The richest families in Florence in 1427 are still the richest families in Florence 

is the headline of a story describing some interesting research in economic history. I have not read the article it is based on but, assuming the report is correct, its conclusion is that there is a close correlation between the last names of the wealthiest Florentine families in 1427 and the last names of those currently wealthy.

There are at least two quite different interpretations of the reported facts. One is that families are surprisingly good at passing wealth and status down from one generation to another. The other is that the characteristics that produce wealth and status are to a large extent heritable.

One problem for the second is that last names are passed down in the male line, while talents are passed down through both sons and daughters—a fact observed by Galton more than a century ago. A family could choose to exclude daughters from inheritance of wealth but not of talent. But that is a less serious problem than it at first appears, because high status women mostly married high status men. The daughter of a wealthy Florentine family would usually combine her genetic heritage with the last name of a husband from a different wealthy Florentine family. Hence both genetic advantages and wealth would for the most part remain, from generation to generation, associated with the same pool of last names.

The story illustrates a general point: Facts rarely speak for themselves.
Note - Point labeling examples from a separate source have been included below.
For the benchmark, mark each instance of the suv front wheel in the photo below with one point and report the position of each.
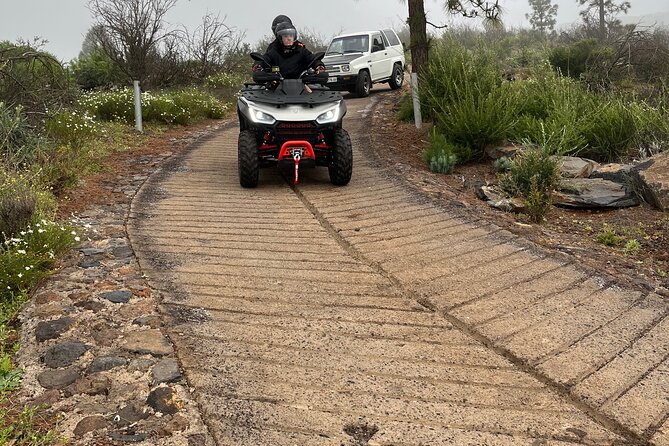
(397, 78)
(363, 84)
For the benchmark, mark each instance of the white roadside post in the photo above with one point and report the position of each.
(138, 107)
(416, 100)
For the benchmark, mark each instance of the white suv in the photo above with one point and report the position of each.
(356, 61)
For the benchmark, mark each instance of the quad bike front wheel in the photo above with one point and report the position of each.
(247, 159)
(341, 165)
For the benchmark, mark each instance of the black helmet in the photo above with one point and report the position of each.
(285, 29)
(280, 19)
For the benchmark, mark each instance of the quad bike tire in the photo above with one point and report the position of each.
(363, 84)
(397, 77)
(341, 166)
(247, 159)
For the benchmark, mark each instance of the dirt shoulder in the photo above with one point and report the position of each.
(573, 232)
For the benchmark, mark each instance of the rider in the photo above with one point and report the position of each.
(290, 55)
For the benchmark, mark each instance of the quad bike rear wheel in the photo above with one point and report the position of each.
(341, 166)
(247, 159)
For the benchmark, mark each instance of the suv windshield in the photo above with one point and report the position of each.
(350, 44)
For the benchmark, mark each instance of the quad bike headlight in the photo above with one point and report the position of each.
(329, 116)
(261, 117)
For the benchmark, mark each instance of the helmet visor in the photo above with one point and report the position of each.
(287, 32)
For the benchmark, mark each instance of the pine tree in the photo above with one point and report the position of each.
(603, 14)
(543, 15)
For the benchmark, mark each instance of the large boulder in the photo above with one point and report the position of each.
(593, 193)
(652, 179)
(574, 167)
(618, 173)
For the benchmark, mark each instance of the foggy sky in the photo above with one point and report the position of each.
(65, 22)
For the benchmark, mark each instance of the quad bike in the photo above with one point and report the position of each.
(291, 122)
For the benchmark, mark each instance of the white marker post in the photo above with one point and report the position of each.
(138, 107)
(416, 100)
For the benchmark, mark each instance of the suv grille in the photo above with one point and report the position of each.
(286, 131)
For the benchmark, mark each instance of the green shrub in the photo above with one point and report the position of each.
(632, 246)
(607, 236)
(177, 107)
(405, 109)
(96, 70)
(533, 175)
(572, 60)
(18, 143)
(71, 128)
(21, 200)
(28, 256)
(442, 156)
(464, 93)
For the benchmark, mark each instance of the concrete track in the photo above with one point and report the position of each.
(365, 314)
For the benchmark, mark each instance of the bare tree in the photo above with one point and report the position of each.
(418, 22)
(130, 33)
(207, 44)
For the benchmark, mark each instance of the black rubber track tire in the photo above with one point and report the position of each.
(363, 84)
(341, 167)
(397, 77)
(247, 159)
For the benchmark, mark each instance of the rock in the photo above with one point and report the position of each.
(47, 297)
(177, 424)
(89, 263)
(574, 167)
(104, 363)
(89, 385)
(496, 152)
(92, 305)
(128, 438)
(89, 424)
(92, 251)
(131, 413)
(127, 392)
(166, 371)
(123, 252)
(152, 321)
(495, 198)
(57, 379)
(49, 397)
(64, 354)
(106, 336)
(140, 365)
(147, 341)
(117, 297)
(197, 440)
(618, 173)
(652, 177)
(52, 329)
(164, 399)
(593, 193)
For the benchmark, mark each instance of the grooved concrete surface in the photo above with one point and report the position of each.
(366, 315)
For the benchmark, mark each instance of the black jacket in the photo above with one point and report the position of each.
(292, 61)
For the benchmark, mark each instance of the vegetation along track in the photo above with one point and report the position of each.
(323, 315)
How you interpret new facts depends on the picture of the world you fit them into.


Rohan said...

A third possibility is that the wealthy Florentine families were pragmatic enough to allow the newly rich, or talented up-and-comers, to marry into the families, and absorb newly created wealth.

August said...

Wealthier families also had more children. The names would tend to dominate. I do think there was an important effect- i.e. people who had wealth would generally try to select for people able to keep and administrate it. But often, it seems, a generation comes along that kind of squanders everything. So it's just more likely the names reflect the number of children rich people used to have.

Unknown said...

From the article:
"While researchers admit the flaws to tracing family wealth using surnames, they point out Italian surnames are usually highly regional and tend to pass on linearly."

Sounds like they didn't actually trace the families, but rather just assumed that the same name means a direct family connection.

Maybe this is valid, but it sounds like a pretty big hole until someone shows that its not.

Julien Couvreur said...

I looked in the article for an understandable and quantitative summary of observation. Hopefully this captures their main point:

"Stated differently, being the descendants of the Bernardi family (at the 90th percentile of earnings distribution in 1427) instead of the Grasso family (10th percentile of the same distribution) would entail a 5% increase in earnings among current taxpayers (after adjusting for age and gender). Intergenerational real wealth elasticity is significant too and the magnitude of its implied effect is even larger: the 10th-90th exercise entails more than a 10% difference today"

Fortnit said...

For the many decades, of TOP 7 richest people in America , 4 of them were the Waltons! They were born with silver spoons in their mouths and never had to work a day in their lives, at a lift of a finger they could have solved many national emergencies and crisis, yet they never did. Monopoly and conspiracy is alive and well despite all the laws made to stop it.